Funnily enough, that Rust code is actually buggy, because i is a usize and if i == 0 then i-1 will panic due to underflow. You'd have to write

  input.get(i.wrapping_sub(1)).unwrap_or(0) + input.get(i+1).unwrap_or(0)
This also technically won't work right if the slice has usize::MAX elements, but that's rather unlikely.

This is one area where Swift's choice of using signed Int for most things actually works quite well. The equivalent Swift code would be something like

  (input[safe: i-1] ?? 0) + (input[safe: i+1] ?? 0)
though unfortunately Swift doesn't ship with Array.subscript(safe:) so you have to write that yourself.

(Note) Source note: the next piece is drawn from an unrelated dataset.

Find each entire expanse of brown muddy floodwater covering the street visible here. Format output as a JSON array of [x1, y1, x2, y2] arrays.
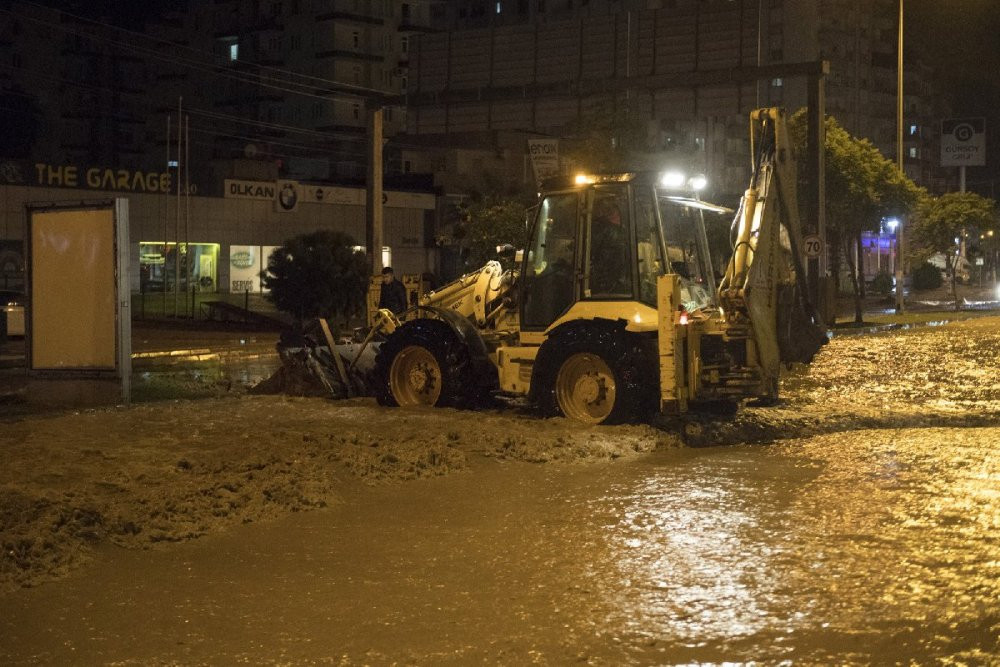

A slice of a non-ZST element cannot have `usize::MAX` elements, by definition of `usize`.


Slices of ZST elements is indeed what I was thinking of, but is there anything actually stopping me from constructing a `std::slice::from_raw_parts(0 as *const u8, usize::MAX)`? What if I'm working on an architecture where the heap and stack are separate address spaces, and every single address in the heap is reachable? In fact, doesn't WebAssembly work this way? If I can declare that my linear memory is usize::MAX bytes, then constructing a slice that covers the entire memory address seems like a potentially-valid thing to do.


> i is a usize and if i == 0 then i-1 will panic due to underflow.

Not in release mode.


While it's true that it doesn't panic in release mode, that's supposed to be an optimization and the correct semantics are what's implemented in debug mode. Besides, you don't want to write a program that only functions in release mode.